通过使用修饰模式,可以在运行时扩充一个类的功能。原理是:增加一个修饰类包裹原来的类,包裹的方式一般是通过在将原来的对象作为修饰类的构造函数的参数。装饰类实现新的功能,但是,在不需要用到新功能的地方,它可以直接调用原来的类中的方法。修饰类必须和原来的类有相同的接口。

修饰模式是类继承的另外一种选择。类继承在编译时候增加行为,而装饰模式是在运行时增加行为。

当有几个相互独立的功能需要扩充时,这个区别就变得很重要。在有些面向对象的编程语言中,类不能在运行时被创建,通常在设计的时候也不能预测到有哪几种功能组合。这就意味著要为每一种组合创建一个新类。相反,修饰模式是面向运行时候的对象实例的,这样就可以在运行时根据需要进行组合。一个修饰模式的示例是JAVA里的Java I/O Streams的实现。

动机[编辑]

File:Window uml.png
UML Diagram for the Window Example

例如,一个窗口系统中的窗口,允许这个窗口内容滚动,我们希望给它添加水平或垂直滚动条。假设窗口通过“Window”类实例来表示,并且假设它没有添加滚动条功能。我们可以创建一个子类“ScrollingWindow”来提供,或者我们可以创建一个ScrollingWindowDecorator来为已存在的Window对象添加这个功能。
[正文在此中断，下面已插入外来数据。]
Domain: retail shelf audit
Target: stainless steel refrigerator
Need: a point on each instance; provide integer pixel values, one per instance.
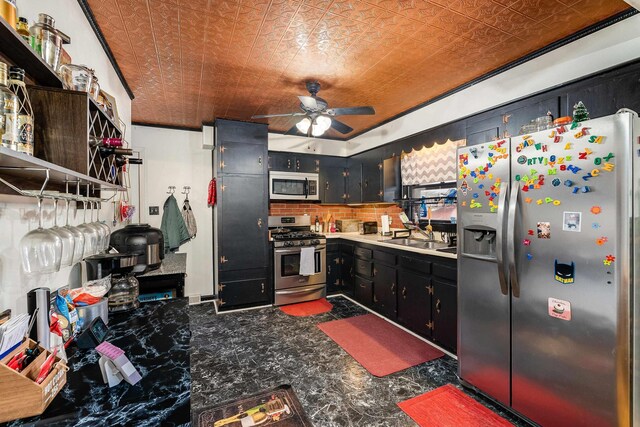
(548, 228)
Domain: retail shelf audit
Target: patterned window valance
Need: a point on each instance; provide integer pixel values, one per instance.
(429, 165)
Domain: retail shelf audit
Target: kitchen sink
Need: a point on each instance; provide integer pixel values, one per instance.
(417, 243)
(453, 250)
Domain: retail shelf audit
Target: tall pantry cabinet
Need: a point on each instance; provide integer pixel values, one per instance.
(240, 217)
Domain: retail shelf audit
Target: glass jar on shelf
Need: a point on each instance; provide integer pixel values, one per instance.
(8, 12)
(24, 126)
(76, 77)
(46, 40)
(8, 110)
(22, 27)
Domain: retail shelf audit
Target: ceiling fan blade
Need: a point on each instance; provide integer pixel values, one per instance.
(351, 111)
(309, 102)
(340, 127)
(264, 116)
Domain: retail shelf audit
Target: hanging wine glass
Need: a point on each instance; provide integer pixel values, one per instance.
(102, 234)
(67, 237)
(40, 249)
(106, 228)
(78, 248)
(90, 234)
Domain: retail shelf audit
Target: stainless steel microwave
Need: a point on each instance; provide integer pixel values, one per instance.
(293, 186)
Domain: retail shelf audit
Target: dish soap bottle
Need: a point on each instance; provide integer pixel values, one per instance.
(423, 208)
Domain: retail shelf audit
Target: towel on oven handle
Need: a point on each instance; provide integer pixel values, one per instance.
(307, 261)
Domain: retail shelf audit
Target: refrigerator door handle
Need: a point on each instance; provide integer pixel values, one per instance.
(502, 207)
(511, 242)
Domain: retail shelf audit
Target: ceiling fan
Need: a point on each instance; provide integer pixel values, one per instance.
(317, 117)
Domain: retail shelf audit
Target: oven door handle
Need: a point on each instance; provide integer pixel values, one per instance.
(297, 250)
(306, 289)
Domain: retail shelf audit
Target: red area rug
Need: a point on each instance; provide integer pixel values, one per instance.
(307, 308)
(447, 406)
(377, 345)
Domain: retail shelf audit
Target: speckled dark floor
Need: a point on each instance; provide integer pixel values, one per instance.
(236, 354)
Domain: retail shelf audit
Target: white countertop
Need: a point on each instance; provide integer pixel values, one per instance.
(378, 240)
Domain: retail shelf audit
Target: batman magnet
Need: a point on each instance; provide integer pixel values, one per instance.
(565, 273)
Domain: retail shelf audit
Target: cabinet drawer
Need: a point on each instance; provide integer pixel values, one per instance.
(415, 264)
(446, 272)
(362, 252)
(384, 257)
(363, 268)
(364, 291)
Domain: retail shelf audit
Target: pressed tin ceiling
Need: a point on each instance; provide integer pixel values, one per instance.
(191, 61)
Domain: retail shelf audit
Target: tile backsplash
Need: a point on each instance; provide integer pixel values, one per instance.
(370, 212)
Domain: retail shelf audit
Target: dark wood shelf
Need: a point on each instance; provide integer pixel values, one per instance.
(93, 106)
(16, 50)
(26, 173)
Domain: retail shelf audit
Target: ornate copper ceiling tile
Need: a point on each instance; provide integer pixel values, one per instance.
(191, 61)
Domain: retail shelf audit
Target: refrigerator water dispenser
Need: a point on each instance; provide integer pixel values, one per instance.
(479, 241)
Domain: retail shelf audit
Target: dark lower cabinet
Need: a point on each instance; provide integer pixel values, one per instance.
(384, 290)
(414, 302)
(418, 291)
(243, 292)
(170, 285)
(444, 307)
(243, 288)
(334, 280)
(347, 273)
(364, 291)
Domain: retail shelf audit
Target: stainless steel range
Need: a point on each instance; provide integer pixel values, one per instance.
(289, 235)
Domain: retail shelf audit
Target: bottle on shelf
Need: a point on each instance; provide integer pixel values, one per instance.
(22, 27)
(8, 110)
(23, 128)
(8, 12)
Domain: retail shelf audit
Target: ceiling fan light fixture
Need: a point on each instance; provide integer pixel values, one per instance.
(303, 125)
(324, 122)
(317, 130)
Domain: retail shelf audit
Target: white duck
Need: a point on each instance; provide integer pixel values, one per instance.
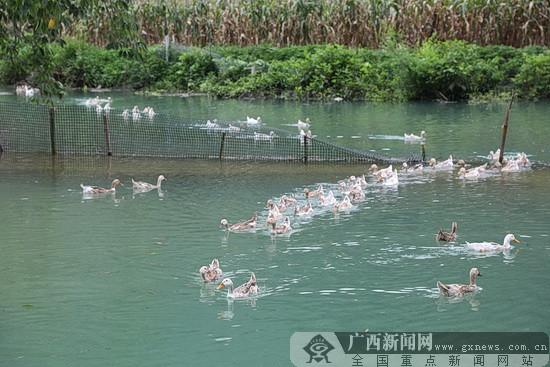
(303, 210)
(411, 138)
(442, 166)
(304, 126)
(264, 137)
(280, 229)
(245, 290)
(494, 156)
(452, 290)
(211, 272)
(245, 225)
(472, 174)
(327, 200)
(136, 114)
(391, 179)
(493, 246)
(144, 186)
(100, 190)
(343, 205)
(253, 121)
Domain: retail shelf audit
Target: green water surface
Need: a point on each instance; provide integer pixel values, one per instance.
(114, 280)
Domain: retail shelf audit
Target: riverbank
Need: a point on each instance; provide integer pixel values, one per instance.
(449, 71)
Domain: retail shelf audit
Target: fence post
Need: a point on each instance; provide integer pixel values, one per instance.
(107, 135)
(505, 130)
(305, 149)
(423, 152)
(52, 131)
(221, 145)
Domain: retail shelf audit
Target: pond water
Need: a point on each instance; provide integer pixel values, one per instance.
(114, 280)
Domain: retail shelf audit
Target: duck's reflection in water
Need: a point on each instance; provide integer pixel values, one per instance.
(444, 302)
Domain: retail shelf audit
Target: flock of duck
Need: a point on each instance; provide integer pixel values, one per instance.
(254, 123)
(137, 186)
(104, 106)
(343, 197)
(349, 192)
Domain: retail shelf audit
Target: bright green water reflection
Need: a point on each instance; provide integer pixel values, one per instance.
(113, 281)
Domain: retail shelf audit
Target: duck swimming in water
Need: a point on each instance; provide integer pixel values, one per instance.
(211, 272)
(492, 246)
(453, 290)
(250, 288)
(100, 190)
(280, 229)
(144, 186)
(246, 225)
(447, 236)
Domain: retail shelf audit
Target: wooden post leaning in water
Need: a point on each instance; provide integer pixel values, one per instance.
(221, 145)
(505, 130)
(423, 146)
(107, 135)
(52, 131)
(305, 149)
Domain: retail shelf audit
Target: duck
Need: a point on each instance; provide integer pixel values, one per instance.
(511, 166)
(444, 165)
(100, 190)
(447, 236)
(305, 133)
(250, 288)
(211, 272)
(381, 174)
(136, 114)
(522, 160)
(313, 193)
(144, 186)
(107, 108)
(410, 138)
(418, 168)
(391, 179)
(304, 126)
(264, 137)
(280, 229)
(356, 193)
(471, 174)
(328, 200)
(345, 204)
(494, 156)
(253, 121)
(303, 210)
(287, 201)
(211, 125)
(242, 226)
(454, 290)
(493, 246)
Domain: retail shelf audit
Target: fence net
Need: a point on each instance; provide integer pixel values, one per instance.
(72, 129)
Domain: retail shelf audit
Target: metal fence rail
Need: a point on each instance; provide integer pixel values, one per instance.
(71, 129)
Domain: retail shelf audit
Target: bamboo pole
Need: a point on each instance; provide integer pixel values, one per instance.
(305, 149)
(107, 135)
(221, 145)
(505, 130)
(52, 131)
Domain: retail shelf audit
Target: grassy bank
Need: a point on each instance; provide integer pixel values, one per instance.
(450, 70)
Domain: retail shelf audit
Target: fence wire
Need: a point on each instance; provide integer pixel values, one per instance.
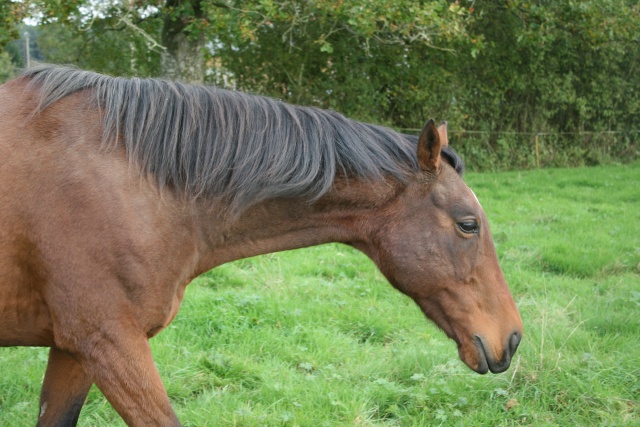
(486, 150)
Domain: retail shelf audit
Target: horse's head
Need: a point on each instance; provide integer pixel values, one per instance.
(433, 243)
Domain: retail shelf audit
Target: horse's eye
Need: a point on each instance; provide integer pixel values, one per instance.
(469, 227)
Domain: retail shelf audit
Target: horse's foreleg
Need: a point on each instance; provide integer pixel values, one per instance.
(119, 362)
(64, 390)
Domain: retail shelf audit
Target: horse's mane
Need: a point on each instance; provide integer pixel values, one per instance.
(215, 142)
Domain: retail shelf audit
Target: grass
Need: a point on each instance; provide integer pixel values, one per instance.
(316, 337)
在这点上,只要是解决方案就可以了。 现在我们假设希望选择给我们的窗口添加边框,同样,我们的原始Window类不支持。ScrollingWindow子类现在会造成一个问题,因为它会有效的创建一种新的窗口。如果我们想要给所有窗口添加边框,我们必须创建WindowWithBorderScrollingWindowWithBorder子类。显然,这个问题由于被添加类而变得更糟了。对于修饰模式,我们简单的创建一个新类BorderedWindowDecorator,在运行时,我们能够使用ScrollingWindowDecoratorBorderedWindowDecorator或两者结合来修饰已存在的窗口。 一个修饰能够被应用的另一个好例子是当有需要根据某套规则或者几个平行的规则集(不同的用户凭据等)限制访问对象的属性或方法时。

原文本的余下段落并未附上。